How many countries are there currently?

According to the United Nations (UN), there are 193 countries. But there are some absences from this list. The two most famous are Taiwan, whose independence is not recognized by China, and the Vatican, which, despite being outside the UN register, is a “permanent observer” of the entity, a status that gives the right to vote at conferences. Palestine is also an observer state. Furthermore, the UN does not account for possessions and territories. Greenland, for example, is excluded because it is part of Denmark.

To earn a membership card, the country must have defined borders, economic support – a currency helps a lot – and national sovereignty. And still must be recognized by the other members of the club. But the UN list is not the only one. Some sports associations also have their own. This is the case of the International Olympic Committee, with 206 members, and FIFA, which has 209. Territories such as Aruba and the Cayman Islands, not recognized by the UN because they belong, respectively, to the Netherlands and the United Kingdom, are part of both entities.

If you think there’s too much country for too little world, know that this is a relatively new thing: at the beginning of the 20th century, there were only 57 nations. “After the 1st World War (1914-1918), the end of the Austro-Hungarian empires, in Europe, and the Turkish-Ottoman empire, in the Middle East, gave rise to new countries, such as Austria and Iraq”, says the historian Maria Aparecida de Aquino, from USP. Decades later, the independence of former colonies in Asia and Africa further divided the map.
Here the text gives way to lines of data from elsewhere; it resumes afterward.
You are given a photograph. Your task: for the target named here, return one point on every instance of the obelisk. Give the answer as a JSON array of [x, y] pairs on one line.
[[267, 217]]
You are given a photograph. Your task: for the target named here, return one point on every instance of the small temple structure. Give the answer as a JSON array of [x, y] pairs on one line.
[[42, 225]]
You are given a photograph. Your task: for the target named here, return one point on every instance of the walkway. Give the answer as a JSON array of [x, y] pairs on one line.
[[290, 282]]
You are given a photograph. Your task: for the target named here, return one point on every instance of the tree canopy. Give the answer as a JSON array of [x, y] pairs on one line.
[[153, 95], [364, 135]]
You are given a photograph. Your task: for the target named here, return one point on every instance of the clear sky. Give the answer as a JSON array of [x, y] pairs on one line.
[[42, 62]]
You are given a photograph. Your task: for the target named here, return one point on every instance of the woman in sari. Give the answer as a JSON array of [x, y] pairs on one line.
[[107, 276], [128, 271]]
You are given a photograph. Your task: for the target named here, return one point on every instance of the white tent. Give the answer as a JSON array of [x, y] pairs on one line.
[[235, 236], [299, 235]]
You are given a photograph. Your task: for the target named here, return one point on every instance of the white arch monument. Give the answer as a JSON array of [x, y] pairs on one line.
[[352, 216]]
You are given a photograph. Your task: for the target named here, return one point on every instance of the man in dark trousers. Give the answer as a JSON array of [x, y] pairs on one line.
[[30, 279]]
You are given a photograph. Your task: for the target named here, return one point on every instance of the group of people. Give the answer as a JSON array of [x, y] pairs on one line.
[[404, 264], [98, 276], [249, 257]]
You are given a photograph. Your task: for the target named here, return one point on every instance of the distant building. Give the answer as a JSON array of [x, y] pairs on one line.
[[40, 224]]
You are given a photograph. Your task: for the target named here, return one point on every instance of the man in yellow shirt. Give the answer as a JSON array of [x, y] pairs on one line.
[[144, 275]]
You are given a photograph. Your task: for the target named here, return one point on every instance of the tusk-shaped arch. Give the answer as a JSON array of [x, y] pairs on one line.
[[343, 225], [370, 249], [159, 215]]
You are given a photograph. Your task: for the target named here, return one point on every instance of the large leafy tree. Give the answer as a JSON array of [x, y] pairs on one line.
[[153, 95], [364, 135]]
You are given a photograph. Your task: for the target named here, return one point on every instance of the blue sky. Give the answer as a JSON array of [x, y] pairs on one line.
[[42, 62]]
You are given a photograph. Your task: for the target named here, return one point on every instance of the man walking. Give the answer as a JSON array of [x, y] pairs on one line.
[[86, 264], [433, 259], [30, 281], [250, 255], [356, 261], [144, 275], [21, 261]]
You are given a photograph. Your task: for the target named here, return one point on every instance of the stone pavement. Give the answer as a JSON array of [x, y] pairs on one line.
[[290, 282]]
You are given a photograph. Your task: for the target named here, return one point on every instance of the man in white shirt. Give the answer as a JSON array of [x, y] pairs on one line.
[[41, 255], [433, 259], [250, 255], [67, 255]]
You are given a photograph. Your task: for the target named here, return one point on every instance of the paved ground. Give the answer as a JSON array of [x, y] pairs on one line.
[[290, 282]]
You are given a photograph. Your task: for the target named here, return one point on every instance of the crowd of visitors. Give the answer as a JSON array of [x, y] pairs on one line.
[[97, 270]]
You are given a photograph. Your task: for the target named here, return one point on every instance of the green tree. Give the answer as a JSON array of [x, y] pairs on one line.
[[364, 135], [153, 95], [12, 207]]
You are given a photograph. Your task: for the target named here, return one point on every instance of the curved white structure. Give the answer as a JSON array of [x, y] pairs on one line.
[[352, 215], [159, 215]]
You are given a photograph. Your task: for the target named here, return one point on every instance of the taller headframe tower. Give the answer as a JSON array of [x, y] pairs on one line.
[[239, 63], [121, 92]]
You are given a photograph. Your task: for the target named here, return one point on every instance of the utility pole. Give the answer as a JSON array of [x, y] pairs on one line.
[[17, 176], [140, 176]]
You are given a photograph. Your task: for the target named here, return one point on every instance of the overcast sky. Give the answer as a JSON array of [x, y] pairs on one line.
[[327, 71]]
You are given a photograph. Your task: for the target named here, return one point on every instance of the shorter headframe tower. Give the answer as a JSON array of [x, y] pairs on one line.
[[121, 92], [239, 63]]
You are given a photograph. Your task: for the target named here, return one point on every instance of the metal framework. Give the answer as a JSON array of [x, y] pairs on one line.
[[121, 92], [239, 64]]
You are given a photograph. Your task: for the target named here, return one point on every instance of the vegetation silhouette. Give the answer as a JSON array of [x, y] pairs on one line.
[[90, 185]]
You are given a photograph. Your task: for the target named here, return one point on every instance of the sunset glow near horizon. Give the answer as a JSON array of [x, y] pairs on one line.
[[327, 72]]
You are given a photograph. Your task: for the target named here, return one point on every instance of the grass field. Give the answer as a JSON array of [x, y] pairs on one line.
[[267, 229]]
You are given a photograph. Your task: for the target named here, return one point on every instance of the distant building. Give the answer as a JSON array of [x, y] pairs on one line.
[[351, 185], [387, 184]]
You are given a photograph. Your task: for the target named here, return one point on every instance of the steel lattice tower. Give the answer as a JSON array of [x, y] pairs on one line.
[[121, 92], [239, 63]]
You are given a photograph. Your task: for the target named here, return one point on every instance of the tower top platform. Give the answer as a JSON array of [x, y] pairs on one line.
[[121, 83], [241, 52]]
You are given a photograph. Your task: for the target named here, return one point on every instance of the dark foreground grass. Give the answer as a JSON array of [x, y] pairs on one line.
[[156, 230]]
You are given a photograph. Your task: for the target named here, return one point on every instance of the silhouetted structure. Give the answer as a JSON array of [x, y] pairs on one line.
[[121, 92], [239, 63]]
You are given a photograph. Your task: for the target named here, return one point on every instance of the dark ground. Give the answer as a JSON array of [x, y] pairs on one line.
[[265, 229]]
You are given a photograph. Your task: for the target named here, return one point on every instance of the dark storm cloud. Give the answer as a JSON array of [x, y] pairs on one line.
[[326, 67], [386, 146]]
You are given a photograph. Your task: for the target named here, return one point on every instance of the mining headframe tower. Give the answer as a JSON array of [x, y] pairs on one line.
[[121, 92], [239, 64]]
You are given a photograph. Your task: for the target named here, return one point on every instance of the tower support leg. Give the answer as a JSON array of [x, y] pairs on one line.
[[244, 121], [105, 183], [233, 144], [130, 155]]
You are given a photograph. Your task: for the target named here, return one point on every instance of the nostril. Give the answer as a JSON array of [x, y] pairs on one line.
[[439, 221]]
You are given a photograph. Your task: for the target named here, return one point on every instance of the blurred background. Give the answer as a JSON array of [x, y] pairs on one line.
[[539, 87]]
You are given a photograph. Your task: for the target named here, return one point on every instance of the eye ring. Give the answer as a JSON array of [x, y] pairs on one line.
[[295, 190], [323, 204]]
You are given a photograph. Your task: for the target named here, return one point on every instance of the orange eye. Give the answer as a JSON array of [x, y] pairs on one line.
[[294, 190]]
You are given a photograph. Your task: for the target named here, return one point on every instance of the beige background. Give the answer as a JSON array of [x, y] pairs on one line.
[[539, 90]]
At that time, India and Pakistan (1947) and Mozambique (1975) emerged, among other countries.

In the 1990s, with the end of the Soviet Union, the world gained another wave of nations, such as Ukraine and Uzbekistan. And new divisions are still drawn in conflict zones. Kashmir, on the border between India and Pakistan, and Chechnya, in Russia, claim independence at bayonet point. The newest countries recognized by the UN are Montenegro, a former Yugoslav republic that gained independent country status in 2006, and South Sudan, which in 2011 gained its independence from Sudan after a long and bloody civil war.